The research phase typically involves activities such as feasibility studies, market analysis, and user consultations. These are exploratory in nature and do not result in a separately identifiable asset. Since these activities do not meet the recognition criteria outlined in AS 26, expenditures incurred must be charged to the statement of profit and loss. The reasoning is that the outcome of research activities is uncertain and does not provide the degree of assurance necessary to recognise an asset.
In contrast, development phase costs can be capitalised if the enterprise demonstrates: (a) technical feasibility; (b) intention to complete and use/sell the asset; (c) ability to use/sell it; (d) potential for generating future economic benefits; (e) adequate resources to complete development; and (f) ability to reliably measure the expenditure. These conditions collectively ensure that the resulting intangible asset has probable economic value and can be reliably recorded in the books of accounts.
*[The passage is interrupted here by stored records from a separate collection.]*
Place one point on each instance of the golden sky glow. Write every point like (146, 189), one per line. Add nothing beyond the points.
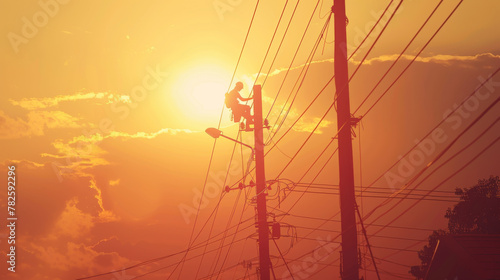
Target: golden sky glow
(103, 107)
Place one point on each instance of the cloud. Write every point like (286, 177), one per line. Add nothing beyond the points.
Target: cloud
(441, 59)
(46, 102)
(308, 126)
(73, 222)
(117, 134)
(76, 256)
(35, 125)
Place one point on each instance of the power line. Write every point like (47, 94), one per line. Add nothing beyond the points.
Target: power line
(218, 126)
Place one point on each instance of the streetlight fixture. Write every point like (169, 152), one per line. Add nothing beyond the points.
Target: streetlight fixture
(215, 133)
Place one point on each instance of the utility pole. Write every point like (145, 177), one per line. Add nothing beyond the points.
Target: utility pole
(262, 224)
(346, 173)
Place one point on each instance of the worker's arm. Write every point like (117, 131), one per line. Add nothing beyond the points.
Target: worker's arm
(245, 99)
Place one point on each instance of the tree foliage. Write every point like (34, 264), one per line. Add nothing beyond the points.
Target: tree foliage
(478, 211)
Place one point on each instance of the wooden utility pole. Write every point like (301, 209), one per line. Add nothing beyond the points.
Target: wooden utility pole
(263, 227)
(346, 173)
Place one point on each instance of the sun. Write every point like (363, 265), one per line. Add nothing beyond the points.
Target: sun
(199, 93)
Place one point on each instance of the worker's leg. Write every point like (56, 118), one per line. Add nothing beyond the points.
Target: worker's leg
(246, 113)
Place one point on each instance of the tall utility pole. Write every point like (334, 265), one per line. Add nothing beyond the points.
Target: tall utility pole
(262, 225)
(346, 172)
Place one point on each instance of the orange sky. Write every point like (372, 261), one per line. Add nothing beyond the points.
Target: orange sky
(103, 105)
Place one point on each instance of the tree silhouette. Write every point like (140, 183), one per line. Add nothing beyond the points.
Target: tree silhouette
(477, 212)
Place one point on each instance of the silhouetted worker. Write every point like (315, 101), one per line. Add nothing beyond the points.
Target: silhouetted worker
(239, 110)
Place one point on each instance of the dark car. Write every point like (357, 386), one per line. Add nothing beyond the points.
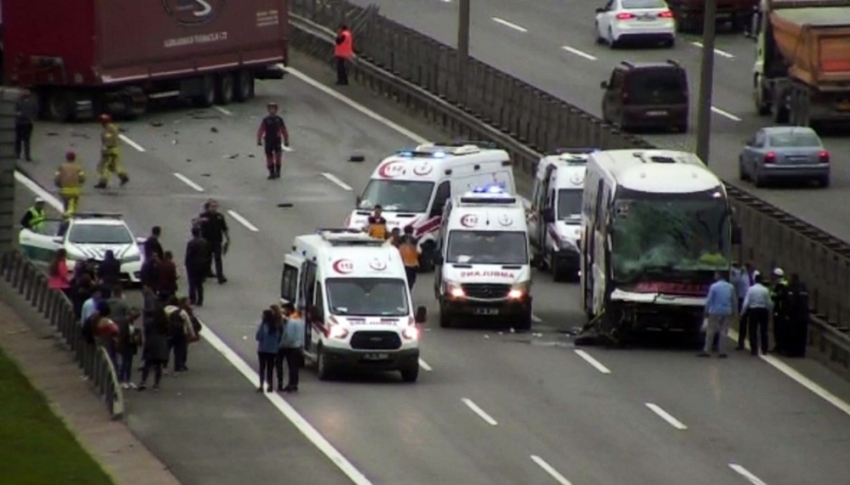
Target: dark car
(647, 95)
For example, consider a medium-sized automobile parts manufacturer that decided to upgrade its outdated accounting software. In FY 20X1–X2, the company undertook market and UX research to evaluate feasibility, incurring ₹10 lakhs in the process. As these were exploratory, they were expensed. In FY 20X2–X3, the company proceeded with development, investing ₹20 lakhs to build modules, integrate systems, and implement data security features. Having fulfilled all the criteria under AS 26, these costs were capitalised as an intangible asset, with amortisation to follow from the date the software becomes usable.
Thus, in accordance with AS 26, companies must evaluate each project phase separately. While research costs are charged off, development costs, if aligned with the standard’s recognition framework, can be capitalised and reflected as intangible assets in the balance sheet. This approach ensures both transparency and accuracy in financial reporting for internally developed software.